Whether they be his oil-paintings, photo-collages, videos, or installations, Daley Wilson’s works are unique in three primary respects: (1) after an initial “notion,” which comes in an instant, he thinks and feels about it and its ramifications for months, even as long as a year; (2) suddenly the work materializes after that extended foundation, and those months and months of cognitive activity are executed on canvas or or aluminum or on film within minutes; and (3) the works have both layers of materials and layers of meaning. Particularly with respect to his large oil stick pieces, their execution in minutes is itself a performance, as it is not just physical but an exercise in erasing meaning almost as soon as it comes, not by actual erasures but by overwriting each sentence and paragraph until they become clearly linguistic but just as clearly unintelligible. These performative oil paintings can have as many as a thousand to fifteen hundred words in the artist’s loose handwriting, which hand shakes uncontrollably due to now twenty years of high levels of prescribed lithium for the bipolar.

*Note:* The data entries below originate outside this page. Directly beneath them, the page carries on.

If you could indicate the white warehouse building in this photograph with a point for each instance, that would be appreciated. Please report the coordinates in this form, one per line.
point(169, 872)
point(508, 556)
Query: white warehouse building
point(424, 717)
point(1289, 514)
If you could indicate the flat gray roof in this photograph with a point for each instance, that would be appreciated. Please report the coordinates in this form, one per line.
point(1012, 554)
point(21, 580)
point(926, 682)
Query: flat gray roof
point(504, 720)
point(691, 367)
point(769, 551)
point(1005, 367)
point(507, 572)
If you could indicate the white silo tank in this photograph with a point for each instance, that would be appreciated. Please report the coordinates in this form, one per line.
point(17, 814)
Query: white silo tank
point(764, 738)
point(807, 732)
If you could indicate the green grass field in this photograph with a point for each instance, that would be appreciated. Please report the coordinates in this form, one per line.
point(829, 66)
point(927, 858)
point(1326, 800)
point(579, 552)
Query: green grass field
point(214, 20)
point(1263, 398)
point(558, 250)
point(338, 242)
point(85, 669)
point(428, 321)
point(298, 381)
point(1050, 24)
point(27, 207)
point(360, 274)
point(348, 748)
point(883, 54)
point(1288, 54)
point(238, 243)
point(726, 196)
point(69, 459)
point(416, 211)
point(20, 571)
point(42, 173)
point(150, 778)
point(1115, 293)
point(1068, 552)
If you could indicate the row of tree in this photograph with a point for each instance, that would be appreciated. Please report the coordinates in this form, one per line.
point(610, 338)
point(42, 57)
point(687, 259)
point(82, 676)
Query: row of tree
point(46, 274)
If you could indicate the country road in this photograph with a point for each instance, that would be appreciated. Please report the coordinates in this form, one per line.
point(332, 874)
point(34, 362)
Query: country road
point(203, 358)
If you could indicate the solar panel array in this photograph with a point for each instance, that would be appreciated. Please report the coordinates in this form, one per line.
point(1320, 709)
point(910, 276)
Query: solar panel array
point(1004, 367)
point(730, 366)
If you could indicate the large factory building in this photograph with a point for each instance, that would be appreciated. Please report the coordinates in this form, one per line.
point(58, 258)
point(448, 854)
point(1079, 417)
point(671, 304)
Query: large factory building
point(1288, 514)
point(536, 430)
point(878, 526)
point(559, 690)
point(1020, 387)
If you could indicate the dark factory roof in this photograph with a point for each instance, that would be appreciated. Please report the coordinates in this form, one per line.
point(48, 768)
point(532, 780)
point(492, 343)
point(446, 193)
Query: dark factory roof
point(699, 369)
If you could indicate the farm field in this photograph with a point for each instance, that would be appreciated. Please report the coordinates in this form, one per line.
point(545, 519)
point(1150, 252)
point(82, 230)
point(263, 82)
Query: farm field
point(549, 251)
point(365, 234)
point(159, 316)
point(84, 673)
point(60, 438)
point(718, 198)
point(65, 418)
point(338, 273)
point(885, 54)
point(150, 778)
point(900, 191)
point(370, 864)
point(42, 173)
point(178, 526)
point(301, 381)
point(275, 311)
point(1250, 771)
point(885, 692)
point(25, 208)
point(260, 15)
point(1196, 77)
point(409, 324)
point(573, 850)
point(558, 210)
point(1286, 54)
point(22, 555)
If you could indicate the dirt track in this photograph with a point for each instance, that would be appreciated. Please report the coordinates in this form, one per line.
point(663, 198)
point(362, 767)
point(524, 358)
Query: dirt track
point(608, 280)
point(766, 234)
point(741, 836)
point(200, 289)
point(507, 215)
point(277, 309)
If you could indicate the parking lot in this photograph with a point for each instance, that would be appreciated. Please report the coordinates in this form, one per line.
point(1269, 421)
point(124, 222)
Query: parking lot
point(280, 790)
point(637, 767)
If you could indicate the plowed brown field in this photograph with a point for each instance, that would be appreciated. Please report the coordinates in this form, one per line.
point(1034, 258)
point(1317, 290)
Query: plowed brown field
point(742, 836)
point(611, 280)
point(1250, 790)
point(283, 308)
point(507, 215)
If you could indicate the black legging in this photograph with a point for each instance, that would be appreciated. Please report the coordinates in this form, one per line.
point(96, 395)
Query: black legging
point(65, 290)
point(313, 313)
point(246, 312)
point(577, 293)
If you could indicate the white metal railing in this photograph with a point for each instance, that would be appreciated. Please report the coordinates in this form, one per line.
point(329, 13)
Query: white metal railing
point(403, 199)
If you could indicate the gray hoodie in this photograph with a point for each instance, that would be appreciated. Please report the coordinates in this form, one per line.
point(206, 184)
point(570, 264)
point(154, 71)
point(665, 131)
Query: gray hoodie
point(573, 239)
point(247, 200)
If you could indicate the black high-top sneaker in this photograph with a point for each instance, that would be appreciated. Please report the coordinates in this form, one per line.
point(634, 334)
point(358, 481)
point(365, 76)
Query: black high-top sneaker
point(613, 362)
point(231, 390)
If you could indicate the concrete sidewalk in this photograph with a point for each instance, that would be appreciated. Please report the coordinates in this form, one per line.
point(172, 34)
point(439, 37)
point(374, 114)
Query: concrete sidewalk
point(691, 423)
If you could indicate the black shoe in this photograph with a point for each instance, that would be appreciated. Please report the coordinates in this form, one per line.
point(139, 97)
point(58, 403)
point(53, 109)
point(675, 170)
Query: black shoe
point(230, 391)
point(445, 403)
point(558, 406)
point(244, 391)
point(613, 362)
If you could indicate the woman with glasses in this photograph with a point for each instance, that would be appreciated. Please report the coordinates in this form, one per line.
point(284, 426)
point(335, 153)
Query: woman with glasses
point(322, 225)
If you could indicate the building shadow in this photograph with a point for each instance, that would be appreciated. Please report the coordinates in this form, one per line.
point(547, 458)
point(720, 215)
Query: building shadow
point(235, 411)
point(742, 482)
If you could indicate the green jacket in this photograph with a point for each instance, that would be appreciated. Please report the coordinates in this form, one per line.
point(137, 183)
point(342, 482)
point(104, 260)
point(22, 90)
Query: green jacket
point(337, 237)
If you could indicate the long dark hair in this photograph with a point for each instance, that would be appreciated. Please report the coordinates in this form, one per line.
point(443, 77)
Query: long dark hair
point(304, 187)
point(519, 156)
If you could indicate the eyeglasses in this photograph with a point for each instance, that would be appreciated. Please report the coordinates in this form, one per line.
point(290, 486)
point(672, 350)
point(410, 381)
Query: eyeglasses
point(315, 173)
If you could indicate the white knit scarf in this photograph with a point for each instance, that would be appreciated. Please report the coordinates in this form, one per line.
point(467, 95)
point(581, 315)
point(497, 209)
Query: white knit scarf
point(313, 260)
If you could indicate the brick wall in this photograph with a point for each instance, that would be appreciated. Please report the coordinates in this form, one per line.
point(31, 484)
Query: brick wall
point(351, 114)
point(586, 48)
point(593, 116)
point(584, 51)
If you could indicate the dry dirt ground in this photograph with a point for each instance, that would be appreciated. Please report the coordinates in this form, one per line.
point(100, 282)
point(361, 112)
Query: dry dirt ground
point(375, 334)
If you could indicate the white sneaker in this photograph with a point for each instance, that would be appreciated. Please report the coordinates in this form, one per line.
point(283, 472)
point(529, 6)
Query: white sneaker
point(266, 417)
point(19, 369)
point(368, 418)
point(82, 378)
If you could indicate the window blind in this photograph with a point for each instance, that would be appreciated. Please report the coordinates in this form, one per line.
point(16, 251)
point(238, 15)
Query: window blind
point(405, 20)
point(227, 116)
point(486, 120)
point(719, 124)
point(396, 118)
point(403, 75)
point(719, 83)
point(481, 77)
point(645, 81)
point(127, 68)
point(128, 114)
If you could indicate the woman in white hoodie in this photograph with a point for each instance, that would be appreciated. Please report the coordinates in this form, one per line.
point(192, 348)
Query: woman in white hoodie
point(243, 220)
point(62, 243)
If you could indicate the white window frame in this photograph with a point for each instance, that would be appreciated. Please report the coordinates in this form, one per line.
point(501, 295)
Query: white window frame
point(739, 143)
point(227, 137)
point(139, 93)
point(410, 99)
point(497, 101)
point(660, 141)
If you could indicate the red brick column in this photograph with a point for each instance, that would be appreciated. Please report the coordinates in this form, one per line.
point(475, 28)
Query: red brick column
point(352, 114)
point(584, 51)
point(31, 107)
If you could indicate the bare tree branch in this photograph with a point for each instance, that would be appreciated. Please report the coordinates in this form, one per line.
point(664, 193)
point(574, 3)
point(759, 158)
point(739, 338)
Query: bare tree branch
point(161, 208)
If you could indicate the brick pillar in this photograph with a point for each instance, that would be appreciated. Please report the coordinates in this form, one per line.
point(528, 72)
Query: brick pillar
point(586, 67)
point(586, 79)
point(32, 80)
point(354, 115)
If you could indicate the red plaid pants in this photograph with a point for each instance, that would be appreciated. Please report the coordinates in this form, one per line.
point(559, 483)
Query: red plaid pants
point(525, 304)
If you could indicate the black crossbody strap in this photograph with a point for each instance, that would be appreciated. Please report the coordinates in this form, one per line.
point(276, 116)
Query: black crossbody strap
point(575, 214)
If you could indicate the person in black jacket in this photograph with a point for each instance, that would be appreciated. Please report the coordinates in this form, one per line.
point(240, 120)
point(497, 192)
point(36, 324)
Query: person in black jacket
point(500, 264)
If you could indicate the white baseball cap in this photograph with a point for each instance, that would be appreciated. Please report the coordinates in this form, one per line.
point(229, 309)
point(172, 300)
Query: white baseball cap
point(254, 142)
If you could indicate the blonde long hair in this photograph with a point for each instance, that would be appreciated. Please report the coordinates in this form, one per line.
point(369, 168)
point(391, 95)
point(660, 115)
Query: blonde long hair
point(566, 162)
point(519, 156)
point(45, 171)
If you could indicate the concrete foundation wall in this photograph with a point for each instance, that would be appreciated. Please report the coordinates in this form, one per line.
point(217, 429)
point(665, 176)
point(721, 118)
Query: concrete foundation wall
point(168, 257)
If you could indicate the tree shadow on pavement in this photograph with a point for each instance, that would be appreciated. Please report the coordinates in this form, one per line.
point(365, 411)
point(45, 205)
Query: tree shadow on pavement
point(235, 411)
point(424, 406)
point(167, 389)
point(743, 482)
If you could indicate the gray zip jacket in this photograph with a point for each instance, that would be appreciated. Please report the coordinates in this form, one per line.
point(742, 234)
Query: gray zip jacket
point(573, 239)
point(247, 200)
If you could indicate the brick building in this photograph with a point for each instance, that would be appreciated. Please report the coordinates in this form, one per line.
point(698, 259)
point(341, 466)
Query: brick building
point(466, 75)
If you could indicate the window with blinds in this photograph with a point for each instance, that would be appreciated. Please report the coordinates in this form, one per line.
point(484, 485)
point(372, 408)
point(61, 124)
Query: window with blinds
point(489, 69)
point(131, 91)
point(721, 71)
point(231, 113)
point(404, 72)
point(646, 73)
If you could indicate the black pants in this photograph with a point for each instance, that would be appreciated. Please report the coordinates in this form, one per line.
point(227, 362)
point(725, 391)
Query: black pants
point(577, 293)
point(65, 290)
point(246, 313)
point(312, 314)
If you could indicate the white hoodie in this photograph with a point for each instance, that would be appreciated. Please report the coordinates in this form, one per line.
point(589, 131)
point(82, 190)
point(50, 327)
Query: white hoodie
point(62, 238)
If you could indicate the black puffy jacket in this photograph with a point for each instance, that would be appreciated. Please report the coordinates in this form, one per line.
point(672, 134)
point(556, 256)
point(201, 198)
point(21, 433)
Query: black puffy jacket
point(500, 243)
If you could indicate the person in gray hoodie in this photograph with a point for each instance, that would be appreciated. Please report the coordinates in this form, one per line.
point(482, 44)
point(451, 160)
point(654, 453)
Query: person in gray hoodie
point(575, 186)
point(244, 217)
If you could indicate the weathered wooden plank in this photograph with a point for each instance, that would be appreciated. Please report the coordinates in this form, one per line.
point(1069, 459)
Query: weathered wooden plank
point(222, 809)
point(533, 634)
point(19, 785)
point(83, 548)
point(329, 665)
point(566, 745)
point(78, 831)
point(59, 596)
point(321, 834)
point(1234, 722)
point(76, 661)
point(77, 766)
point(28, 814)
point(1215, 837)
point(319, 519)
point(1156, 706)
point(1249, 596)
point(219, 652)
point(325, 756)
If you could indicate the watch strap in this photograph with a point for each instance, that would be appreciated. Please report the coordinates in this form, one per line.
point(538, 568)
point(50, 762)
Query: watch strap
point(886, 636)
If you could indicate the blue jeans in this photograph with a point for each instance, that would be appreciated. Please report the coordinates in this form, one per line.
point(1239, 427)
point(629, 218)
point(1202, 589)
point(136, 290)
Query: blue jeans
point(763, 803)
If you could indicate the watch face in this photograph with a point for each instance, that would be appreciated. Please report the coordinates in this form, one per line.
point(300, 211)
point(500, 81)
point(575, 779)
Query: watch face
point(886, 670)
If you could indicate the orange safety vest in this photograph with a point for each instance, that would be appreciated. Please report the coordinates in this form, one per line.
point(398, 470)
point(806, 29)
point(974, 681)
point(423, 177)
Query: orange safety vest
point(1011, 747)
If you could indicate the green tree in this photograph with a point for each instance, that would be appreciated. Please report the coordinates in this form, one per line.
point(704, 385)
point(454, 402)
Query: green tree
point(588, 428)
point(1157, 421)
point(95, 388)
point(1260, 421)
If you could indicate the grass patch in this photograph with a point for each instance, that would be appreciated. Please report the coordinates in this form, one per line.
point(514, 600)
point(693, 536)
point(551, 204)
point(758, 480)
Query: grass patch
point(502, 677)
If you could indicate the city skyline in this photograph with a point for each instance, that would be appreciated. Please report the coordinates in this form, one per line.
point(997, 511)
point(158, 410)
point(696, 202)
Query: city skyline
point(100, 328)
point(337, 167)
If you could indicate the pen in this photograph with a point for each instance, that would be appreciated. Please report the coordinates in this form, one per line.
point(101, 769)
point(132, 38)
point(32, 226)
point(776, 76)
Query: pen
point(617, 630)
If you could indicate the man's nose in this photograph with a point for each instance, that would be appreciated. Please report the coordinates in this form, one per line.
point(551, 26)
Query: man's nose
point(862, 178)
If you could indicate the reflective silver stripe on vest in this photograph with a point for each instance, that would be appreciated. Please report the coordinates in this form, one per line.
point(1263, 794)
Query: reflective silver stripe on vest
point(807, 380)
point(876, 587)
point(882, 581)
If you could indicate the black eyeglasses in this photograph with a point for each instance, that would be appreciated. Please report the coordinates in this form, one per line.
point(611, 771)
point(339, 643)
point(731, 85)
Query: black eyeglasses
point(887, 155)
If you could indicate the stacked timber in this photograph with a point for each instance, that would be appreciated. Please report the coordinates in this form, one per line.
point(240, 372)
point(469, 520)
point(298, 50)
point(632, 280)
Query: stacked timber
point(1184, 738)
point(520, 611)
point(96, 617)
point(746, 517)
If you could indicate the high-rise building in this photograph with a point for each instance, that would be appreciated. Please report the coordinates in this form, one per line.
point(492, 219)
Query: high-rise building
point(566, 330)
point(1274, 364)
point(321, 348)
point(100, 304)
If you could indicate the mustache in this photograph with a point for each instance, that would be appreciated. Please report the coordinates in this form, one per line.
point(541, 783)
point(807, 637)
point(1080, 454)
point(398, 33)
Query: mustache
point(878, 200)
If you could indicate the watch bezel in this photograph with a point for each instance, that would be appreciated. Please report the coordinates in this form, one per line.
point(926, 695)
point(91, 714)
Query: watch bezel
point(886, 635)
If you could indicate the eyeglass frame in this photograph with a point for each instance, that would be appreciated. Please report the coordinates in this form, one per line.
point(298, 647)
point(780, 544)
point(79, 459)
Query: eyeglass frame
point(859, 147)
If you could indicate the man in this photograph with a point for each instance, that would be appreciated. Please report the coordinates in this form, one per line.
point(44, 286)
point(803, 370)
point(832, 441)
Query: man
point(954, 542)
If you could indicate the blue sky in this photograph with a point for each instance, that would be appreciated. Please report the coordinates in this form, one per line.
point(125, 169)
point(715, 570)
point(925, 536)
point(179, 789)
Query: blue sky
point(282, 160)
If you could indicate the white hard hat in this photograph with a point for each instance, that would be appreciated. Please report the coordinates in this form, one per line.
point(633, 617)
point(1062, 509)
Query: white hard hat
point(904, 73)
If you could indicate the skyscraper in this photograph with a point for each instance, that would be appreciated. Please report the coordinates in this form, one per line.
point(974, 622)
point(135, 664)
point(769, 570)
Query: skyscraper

Daley Wilson was discovered by a prominent New York City / Los Angeles collector in 2017. In 2020 he was offered representation by Aspect Ratio Gallery in Chicago, now ENGAGE Projects. ENGAGE Projects represents approximately 20 artists from around the world in contemporary, modern, and conceptual painting, video, sculpture, and installations.
Daley Wilson’s first solo show (early 2021) was listed as “must see” in Chicago by Artforum Magazine, and received positive art critic reviews. He has been selected for four group shows since receiving representation, and has been selected for special merit at one show by the Head Curator for Modern Art at the National Gallery of Art in Washington, D.C.